Or, en termes d'émissions de gaz à effet de serre, l'objectif de triplement des énergies renouvelables n'aurait un réel impact que s'il était accompagné d'une déclaration sur la disparition progressive des énergies fossiles, estime Thibaud Voïta. Mais l'obtention d'un tel accord dans le cadre de la COP28, semble extrêmement difficile tant les positions sont divergentes. « Tandis que l'Europe et les petits Etats insulaire, dont l'existence est menacée par la montée des eaux, sont favorables à un narratif très fort qui appelle à "l'élimination" progressive des énergies fossiles, d'autres acteurs comme la Chine, l'Inde, les Etats-Unis et les pays du golf privilégient "une réduction" progressive des énergies fossiles, qui n'arriverait que d'ici 2030, voire plus tard pour certains pays », résume-t-il.
Or, l'Union européenne apparaît particulièrement isolée cette année dans les négociations, d'après le chercheur. En cause, selon lui, le départ de Frans Timmermans, « star du climat » de la vice-présidence de la Commission européenne ou encore les récentes marches-arrière du Royaume-Uni, jusqu'ici considéré comme un allier, sur les politiques climatiques.

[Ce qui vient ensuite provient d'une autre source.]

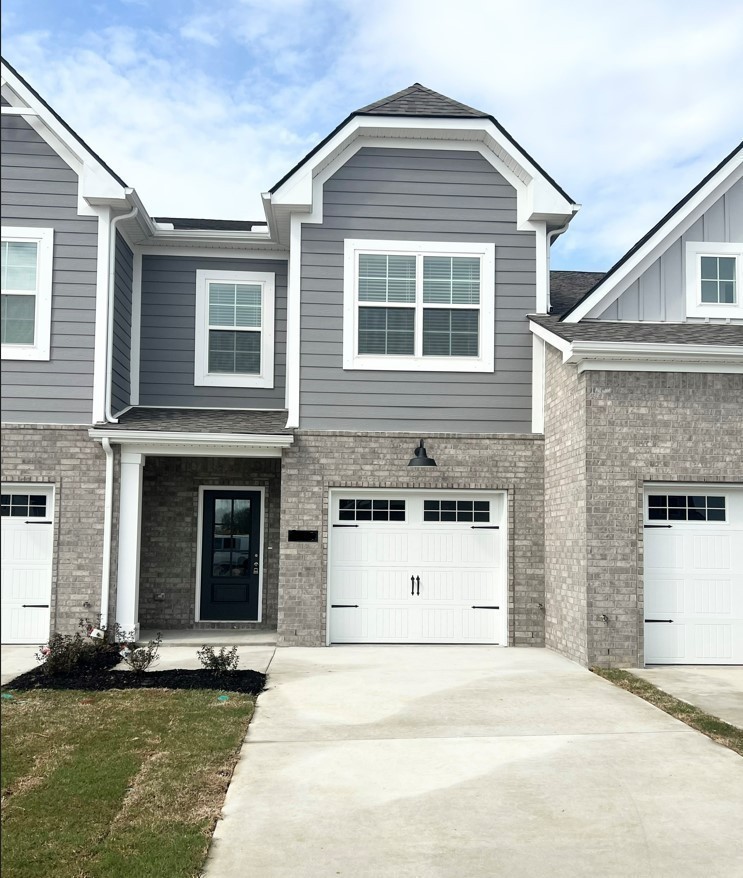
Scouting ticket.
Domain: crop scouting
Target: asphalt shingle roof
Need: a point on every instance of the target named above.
(649, 333)
(417, 100)
(567, 287)
(202, 421)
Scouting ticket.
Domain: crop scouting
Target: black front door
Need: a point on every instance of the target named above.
(230, 555)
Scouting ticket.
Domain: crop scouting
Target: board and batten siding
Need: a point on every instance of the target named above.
(168, 335)
(659, 294)
(39, 190)
(122, 330)
(418, 195)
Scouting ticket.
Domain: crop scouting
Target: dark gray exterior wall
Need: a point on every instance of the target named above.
(122, 332)
(170, 500)
(660, 292)
(168, 335)
(607, 434)
(424, 195)
(319, 461)
(40, 190)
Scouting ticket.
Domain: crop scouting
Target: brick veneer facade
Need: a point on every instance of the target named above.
(319, 461)
(638, 427)
(67, 458)
(170, 499)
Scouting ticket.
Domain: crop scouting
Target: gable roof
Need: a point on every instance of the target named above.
(62, 122)
(417, 100)
(672, 219)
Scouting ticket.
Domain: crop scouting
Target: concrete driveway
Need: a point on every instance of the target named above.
(455, 762)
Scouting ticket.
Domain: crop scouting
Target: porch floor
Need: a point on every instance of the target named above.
(211, 637)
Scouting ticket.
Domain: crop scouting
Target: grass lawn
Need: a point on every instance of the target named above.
(715, 728)
(109, 784)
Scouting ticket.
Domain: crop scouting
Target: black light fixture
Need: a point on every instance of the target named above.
(421, 458)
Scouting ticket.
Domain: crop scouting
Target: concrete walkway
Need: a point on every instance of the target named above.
(717, 689)
(457, 762)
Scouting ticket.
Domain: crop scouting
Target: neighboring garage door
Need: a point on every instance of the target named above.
(27, 548)
(417, 567)
(694, 575)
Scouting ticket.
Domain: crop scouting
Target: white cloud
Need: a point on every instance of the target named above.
(626, 106)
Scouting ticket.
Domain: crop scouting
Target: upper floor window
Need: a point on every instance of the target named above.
(234, 328)
(714, 279)
(26, 272)
(411, 305)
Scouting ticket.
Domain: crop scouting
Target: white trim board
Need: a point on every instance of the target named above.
(199, 550)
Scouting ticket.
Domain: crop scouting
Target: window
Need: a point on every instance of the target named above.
(23, 505)
(234, 329)
(714, 279)
(26, 272)
(456, 510)
(371, 510)
(419, 306)
(693, 507)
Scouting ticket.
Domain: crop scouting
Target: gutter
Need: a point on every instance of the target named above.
(110, 303)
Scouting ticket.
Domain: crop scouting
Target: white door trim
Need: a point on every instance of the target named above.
(50, 520)
(401, 493)
(199, 549)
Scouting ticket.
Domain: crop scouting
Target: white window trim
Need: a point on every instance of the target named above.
(41, 348)
(202, 376)
(694, 305)
(382, 362)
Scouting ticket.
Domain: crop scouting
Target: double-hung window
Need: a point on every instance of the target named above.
(234, 329)
(26, 271)
(419, 306)
(714, 279)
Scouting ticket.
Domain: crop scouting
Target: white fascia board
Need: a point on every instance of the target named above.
(542, 199)
(683, 219)
(210, 441)
(95, 180)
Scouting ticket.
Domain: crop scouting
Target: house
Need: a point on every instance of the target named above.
(211, 424)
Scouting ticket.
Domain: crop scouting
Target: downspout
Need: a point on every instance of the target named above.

Par ailleurs, les récentes révélations de la BBC, montrant que Sultan Al Jaber aurait profiter de sa fonction de président de COP pour faire avancer ses affaires pétro-gazières avec plusieurs gouvernements étrangers, ne font que renforcer les doutes sur la réelle volonté des Emirats de faire avancer les négociations sur cet enjeu crucial.